Uma, que pode ser vista no ótimo ''Hygiene'', é a capacidade do diretor (e do elenco) de transportar uma questão antiga para os dias atuais. De fazer com que o público entenda que existem problemas e situações universais, que podem mudar a abordagem com o passar do tempo, mas são inerentes ao ser humano. O diretor de ''Hygiene'', o jovem promissor Luiz Fernando Marques, consegue ultrapasar as barreiras do palco como espaço cênico. Não só soube orquestrar a montagem, como demonstrou excelência na arte de adaptar o espetáculo a um novo local.
A peça começa em frente a Igreja do Rosário e convida o público a um cortejo pelas calçadas do Largo da Ordem até a entrada da Casa Vermelha, cujo interior abriga o restante do espetáculo. Em quase duas horas, os seis atores conseguem fazer com que o público ria, se emocione, se divirta e pense. E o teatro tem outra função?

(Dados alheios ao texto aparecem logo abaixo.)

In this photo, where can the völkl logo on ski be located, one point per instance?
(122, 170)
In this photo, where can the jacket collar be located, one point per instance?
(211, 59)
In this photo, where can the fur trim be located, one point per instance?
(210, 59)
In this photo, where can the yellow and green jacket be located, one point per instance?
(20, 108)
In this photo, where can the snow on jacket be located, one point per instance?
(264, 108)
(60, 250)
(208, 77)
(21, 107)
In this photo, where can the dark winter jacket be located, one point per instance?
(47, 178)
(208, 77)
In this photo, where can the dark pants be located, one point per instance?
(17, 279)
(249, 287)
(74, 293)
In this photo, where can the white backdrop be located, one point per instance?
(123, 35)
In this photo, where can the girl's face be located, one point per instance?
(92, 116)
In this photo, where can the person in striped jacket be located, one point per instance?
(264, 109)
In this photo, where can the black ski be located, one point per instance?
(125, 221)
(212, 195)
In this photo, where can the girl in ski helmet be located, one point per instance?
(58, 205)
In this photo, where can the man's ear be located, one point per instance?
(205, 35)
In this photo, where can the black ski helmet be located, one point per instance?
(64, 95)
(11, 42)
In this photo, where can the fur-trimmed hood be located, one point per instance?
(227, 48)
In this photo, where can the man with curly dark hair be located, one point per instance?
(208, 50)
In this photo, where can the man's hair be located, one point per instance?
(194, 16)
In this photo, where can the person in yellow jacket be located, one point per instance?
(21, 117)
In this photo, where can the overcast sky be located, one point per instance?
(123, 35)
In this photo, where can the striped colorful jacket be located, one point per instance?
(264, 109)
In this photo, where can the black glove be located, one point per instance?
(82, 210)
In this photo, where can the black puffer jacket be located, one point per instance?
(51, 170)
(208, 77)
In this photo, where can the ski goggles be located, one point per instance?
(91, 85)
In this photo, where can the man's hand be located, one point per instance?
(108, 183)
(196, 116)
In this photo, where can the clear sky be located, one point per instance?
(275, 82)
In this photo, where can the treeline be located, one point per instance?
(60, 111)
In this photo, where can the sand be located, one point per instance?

Já em ''Mirandolina'', o diretor veterano Roberto Inocentte, italiano radicado em Curitiba, restringe a apresentação ao palco e aos clichês do teatro convencional, sem maiores ousadias. Na estréia do espetáculo, no útlimo dia 17, os atores pareciam pouco à vontade interpretando os personagens, com excessão de Mauro Zanatta, acostumado ao tipo de humor que o diretor tentou abordar, e que muitas vezes acordava a platéia de cochilos com suas ótimas gags. Talvez uma temporada maior dê mais ritmo à montagem, a única representante paranaense da Mostra Contemporânea do FTC. A montagem encerrou as apresentações no evento, mas volta em cartaz em Curitiba depois do festival.